We are told that the piece spans fifty years in the life of one couple, who are married at the top of the show and, somewhat bizarrely, still together at the curtain. There is a wedding, a few births, an extramarital affair, more than one reconciliation, career woes, existential problems and more nuptials. So far, so COMPANY, and therein lies the problem; unlike the Sondheim/Furth 1970 masterpiece that was given a post-millennium overhaul, I DO! I DO! seems very much set as a pre-sexual revolution museum piece; examining relationships without the need to explore the fact that two people living together will naturally lead to at least some conflict. Indeed, at vital moments where things might get interesting, the musical almost runs away from itself; as if Schmidt and Jones were aware of the darker side of marital bliss, but didn’t have enough time or energy before either intermission or curtain to deal with it.

I Do! I Do! musical

Where I DO! I DO! shines is in the work of Hodges and team in producing a slick and pacy production that is confident, tuneful and funny. Humour is the key ingredient here, and when I DO! I DO! deals with the comical idiosyncrasies of marriage, it really flies.

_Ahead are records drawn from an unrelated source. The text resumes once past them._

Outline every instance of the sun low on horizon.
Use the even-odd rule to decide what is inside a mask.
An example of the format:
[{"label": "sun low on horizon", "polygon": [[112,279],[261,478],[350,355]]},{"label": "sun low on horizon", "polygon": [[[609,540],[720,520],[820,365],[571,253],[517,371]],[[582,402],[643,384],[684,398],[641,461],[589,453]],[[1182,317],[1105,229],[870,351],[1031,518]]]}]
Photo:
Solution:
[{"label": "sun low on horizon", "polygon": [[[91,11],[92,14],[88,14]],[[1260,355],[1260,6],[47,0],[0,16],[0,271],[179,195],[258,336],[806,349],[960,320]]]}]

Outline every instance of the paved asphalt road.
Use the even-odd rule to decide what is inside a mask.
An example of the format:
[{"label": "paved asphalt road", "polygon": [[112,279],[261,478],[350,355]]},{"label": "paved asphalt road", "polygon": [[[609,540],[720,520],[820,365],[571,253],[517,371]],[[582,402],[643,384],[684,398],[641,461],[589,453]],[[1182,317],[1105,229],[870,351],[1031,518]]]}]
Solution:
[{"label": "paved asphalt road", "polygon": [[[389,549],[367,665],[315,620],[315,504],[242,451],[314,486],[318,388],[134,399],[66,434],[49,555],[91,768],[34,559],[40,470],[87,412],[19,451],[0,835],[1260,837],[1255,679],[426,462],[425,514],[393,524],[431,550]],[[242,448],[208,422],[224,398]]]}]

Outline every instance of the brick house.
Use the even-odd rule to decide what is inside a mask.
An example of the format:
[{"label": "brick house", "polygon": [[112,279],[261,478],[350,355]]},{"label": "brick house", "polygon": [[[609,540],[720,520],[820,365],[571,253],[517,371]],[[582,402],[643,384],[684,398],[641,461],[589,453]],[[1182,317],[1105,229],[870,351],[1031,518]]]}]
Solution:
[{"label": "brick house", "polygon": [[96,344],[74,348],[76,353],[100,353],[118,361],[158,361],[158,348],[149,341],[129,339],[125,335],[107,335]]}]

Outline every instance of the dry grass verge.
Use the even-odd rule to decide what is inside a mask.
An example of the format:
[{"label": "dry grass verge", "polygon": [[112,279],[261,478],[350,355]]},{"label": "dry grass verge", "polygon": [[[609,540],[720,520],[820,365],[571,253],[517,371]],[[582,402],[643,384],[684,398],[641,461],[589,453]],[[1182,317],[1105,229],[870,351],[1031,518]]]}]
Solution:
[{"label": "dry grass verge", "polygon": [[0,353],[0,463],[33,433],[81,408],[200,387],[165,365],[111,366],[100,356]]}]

The opening sequence of Act Two, with the two parents debating their different approaches in dealing with an unruly child, is a pure delight; a well-directed physical comedy in a thruple with brilliant comic timing from the leads and a succinctly funny book.

A two-hander musical will sink or sail on the talent of its cast, and I DO! I DO! couldn’t have hoped for a better couple. Maclean in particular is given chance to showcase the triple threat she clearly is (a beautifully danced “Flaming Agnes” matches her comic wit and stunning vocals) whilst Morris works best when delicately lampooning the innate pomposity of the privileged man; enabling this modern audience to not entirely dislike the character as much as they perhaps should in Act One, and finally laugh along with him in Act Two. They are both in fine voice, command the stage and elicit love throughout.

Finely tuned performances assured staging and ambitiously well-executed musical direction lift this sweet but dated show, with much to enjoy.